Going into the second third of the La Jugada, the flavors remain within the same “family,” but take on just a bit of an edge – more akin to a chocolate influenced espresso than the straightforward chocolate earlier noted. The burn has been very good, with only a slight touchup during this second portion of the smoke. This would likely have self-corrected, but I am sometimes overzealous in maintaining the burnline.

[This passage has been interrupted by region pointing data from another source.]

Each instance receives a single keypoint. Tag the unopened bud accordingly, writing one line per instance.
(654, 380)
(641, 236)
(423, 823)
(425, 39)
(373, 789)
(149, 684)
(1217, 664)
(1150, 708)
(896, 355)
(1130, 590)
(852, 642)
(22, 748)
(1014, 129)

As I approach the final stretch of the La Jugada, it has grown more sedate. I would place it firmly into the “medium” range of the strength spectrum, yet full-flavored. With the calming, or smoothing, of the flavors in this final portion, I get more of a toasty, leathery taste profile. This is a nice coda to the cigar, as it winds down and tells me it’s finished
After having smoked quite a few of these cigars, I find myself feeling a need to keep these in the stable for when the mood hits to have a San Andres-wrapped cigar – which has turned into a significant trend for me. With so many recent releases featuring this leaf, a remarkable percentage of them have found their way into my humidor and my appreciation for it has grown considerably. The La Jugada is no exception. As has been the case with several of La Zona-produced sticks I’ve tried, the construction has been spectacular, flavors enjoyable, and pricing within the “sweet spot.” While I don’t assign numeric scores for cigars I review, the La Jugada would rank highly if I were to do so. I wouldn’t hesitate (and haven’t) to keep some around. They have earned a place in my buying habits whenever I visit South Florida. For fans of the cocoa and dark chocolate sweetness found in quality San Andres wrapper, this is a must-try. Highly recommended.